Parking Lot in Pittsburgh

In Anne Downie's new play about emigration, independence and coming home, Maggie - a woman in her late 70s returning to Scotland after half a century in the US - ruminates on what it means to be away from home for most of your life. "Funny, when you look back from over there, it's kind of on freeze-frame. But everybody else fast forwards, nothing stays the same."

While this forms the play's core, it's also a pertinent observation for those of us seeing the redeveloped Byre Theatre for the first time. Once little more than a church hall kind of venue, with scones served at the interval, it has now been transformed into a slick and serious theatre, complete with opening ceremony presided over by Sean Connery and a first season of professional productions.

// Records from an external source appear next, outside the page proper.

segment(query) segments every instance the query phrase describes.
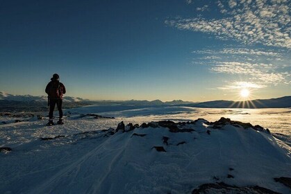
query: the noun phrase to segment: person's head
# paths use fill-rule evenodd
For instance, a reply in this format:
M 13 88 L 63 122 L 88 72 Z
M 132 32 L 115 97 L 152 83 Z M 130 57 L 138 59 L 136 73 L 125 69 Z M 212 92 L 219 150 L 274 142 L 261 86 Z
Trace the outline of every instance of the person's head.
M 60 80 L 60 76 L 57 73 L 55 73 L 55 74 L 53 75 L 53 78 L 51 78 L 51 80 L 59 81 Z

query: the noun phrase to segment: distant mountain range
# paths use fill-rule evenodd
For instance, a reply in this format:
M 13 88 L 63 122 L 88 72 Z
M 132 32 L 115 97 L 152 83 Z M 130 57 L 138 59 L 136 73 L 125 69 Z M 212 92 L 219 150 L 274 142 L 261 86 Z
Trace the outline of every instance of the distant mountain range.
M 31 95 L 12 95 L 0 91 L 0 105 L 45 105 L 47 97 L 33 96 Z M 70 106 L 74 104 L 84 105 L 183 105 L 193 107 L 205 108 L 283 108 L 291 107 L 291 96 L 284 96 L 271 99 L 257 99 L 247 101 L 233 100 L 213 100 L 203 103 L 193 103 L 174 100 L 172 101 L 163 102 L 160 100 L 89 100 L 81 98 L 70 96 L 64 97 L 64 102 Z
M 247 101 L 214 100 L 188 105 L 204 108 L 285 108 L 291 107 L 291 96 Z

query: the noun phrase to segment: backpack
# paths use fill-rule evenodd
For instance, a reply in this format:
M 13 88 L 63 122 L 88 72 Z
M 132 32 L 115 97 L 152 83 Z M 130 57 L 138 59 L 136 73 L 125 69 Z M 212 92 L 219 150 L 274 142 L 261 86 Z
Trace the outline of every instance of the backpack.
M 62 98 L 63 91 L 59 82 L 51 82 L 49 88 L 49 97 L 51 98 Z

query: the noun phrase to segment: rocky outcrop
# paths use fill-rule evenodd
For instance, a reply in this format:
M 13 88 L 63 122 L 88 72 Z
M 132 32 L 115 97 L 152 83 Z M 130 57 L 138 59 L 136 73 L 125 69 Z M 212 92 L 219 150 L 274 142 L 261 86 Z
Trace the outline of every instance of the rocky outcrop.
M 9 147 L 1 147 L 0 148 L 0 152 L 3 152 L 5 153 L 9 152 L 12 151 L 12 148 Z
M 94 118 L 115 118 L 114 117 L 103 116 L 98 115 L 96 114 L 86 114 L 80 115 L 80 118 L 84 118 L 84 117 L 93 117 Z
M 258 194 L 279 194 L 266 188 L 258 186 L 238 187 L 226 184 L 224 182 L 210 183 L 201 185 L 192 192 L 192 194 L 202 193 L 258 193 Z
M 257 125 L 253 126 L 250 123 L 243 123 L 240 121 L 231 121 L 231 118 L 222 117 L 219 120 L 215 122 L 208 122 L 208 125 L 211 125 L 210 127 L 213 129 L 221 129 L 226 125 L 231 125 L 237 127 L 242 127 L 244 129 L 252 128 L 256 131 L 265 132 L 268 134 L 270 134 L 270 132 L 268 129 L 264 129 L 264 127 Z
M 281 183 L 283 184 L 285 186 L 291 188 L 291 178 L 281 177 L 280 178 L 274 178 L 274 179 L 276 182 L 281 182 Z

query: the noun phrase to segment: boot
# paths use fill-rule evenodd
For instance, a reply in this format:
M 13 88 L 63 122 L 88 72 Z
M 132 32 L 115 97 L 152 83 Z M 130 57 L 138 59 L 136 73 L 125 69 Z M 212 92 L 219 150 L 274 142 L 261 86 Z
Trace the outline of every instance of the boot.
M 63 118 L 60 118 L 58 121 L 57 122 L 58 125 L 63 125 L 64 124 L 64 122 L 63 121 Z
M 54 125 L 54 123 L 53 123 L 53 119 L 49 119 L 49 123 L 47 123 L 47 126 L 51 126 L 51 125 Z

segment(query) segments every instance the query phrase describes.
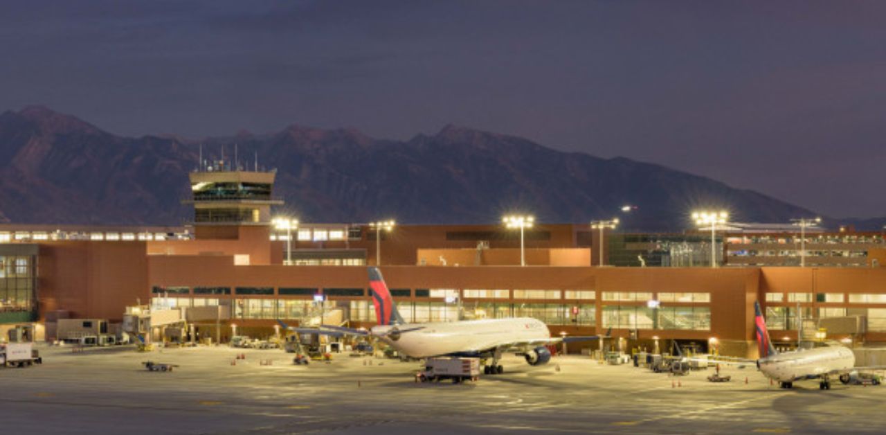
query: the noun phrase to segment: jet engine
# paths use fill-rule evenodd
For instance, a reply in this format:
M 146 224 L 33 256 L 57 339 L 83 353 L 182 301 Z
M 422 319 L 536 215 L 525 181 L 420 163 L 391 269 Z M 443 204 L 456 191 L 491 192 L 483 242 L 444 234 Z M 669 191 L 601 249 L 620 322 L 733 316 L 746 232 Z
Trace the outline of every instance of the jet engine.
M 551 361 L 551 351 L 540 346 L 525 353 L 526 362 L 531 366 L 540 366 Z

Professionalism is certainly what you get with this show. This is a hugely enjoyable evening: the pace falters at times but there are faultless performances from a strong cast, especially Maggie's four terrible sisters fighting over the money she has made abroad, and Eileen McCallum as Maggie. Her life in the US has long been the repository for their dreams, a fantastical counterpoint to their own disappointments; she too has only a dream of what life in Scotland might be like. She soon sees that the culture she left behind has moved on without her: when she first arrives she wants to taste Scottish dishes that her young niece has never heard of, and when the sisters take her on a night out, in one of the play's funniest scenes, it is to a local club to line dance.

The strongest aspects of the writing lie in its treatment of the reality of emigration and the devastating accuracy of the relationships between the five sisters. What works less well is the play's subtext about the dependence and independence of Scotland. Just as Maggie's move abroad turns out to have been anything but emancipating (she remains engaged in her mind to a man she left 50 years ago), so Scotland's political dependence is woven as a theme into the play. It sits uneasily with the much more engaging human drama of what it means to be sisters, especially across the miles.